Curricular policy obviously cannot be made on the basis that one was good or bad at school in one subject or another. None of the great and good who complain bitterly about mathematics would countenance, say, an argument that history education should be pared back simply because many pupils don’t like history.
Of course, they would never countenance it because history — despite the slow-motion collapse of the academic humanities — is high-status among the British elites; and the sciences, despite all the empty talk about promoting STEM, decidedly are not. C.P. Snow famously complained in 1959 that his brilliant academic colleagues were not embarrassed in the least in their ignorance of the most basic scientific concepts, and nothing has changed since then, to judge from this latest kerfuffle.
None of this is inevitable. Even the Victorians, who Snow blamed for privileging the humanities at the expense of the sciences and whose achievements in both fields were at least as great as ours, knew better than to view the two branches of learning as being engaged in a zero-sum competition.
Until 1854, one could not read Classics at Cambridge without having first passed gruelling examinations in mathematics; Senior Wranglers — the highest-scoring candidates — were treated as minor celebrities, and their portraits were printed in national newspapers.

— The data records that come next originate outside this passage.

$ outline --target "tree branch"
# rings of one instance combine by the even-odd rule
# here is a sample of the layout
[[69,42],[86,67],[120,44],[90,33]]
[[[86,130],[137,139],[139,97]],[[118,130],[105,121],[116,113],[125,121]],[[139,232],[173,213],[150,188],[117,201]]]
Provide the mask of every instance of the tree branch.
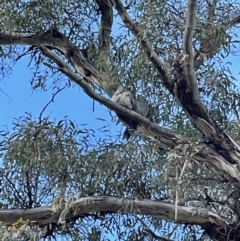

As late as 1916, C.S. Lewis was not permitted to take up a classical scholarship at Oxford, the less scientifically-minded of the two universities, until he had passed the university entrance examinations in mathematics.
The Victorians could be accused of many things, but not of philistinism. They understood that different kinds of learning complemented, not opposed, each other. The shrill critics of increased mathematical education are as much enemies of culture and learning as the monomaniacal STEM obsessives who see no life beyond science.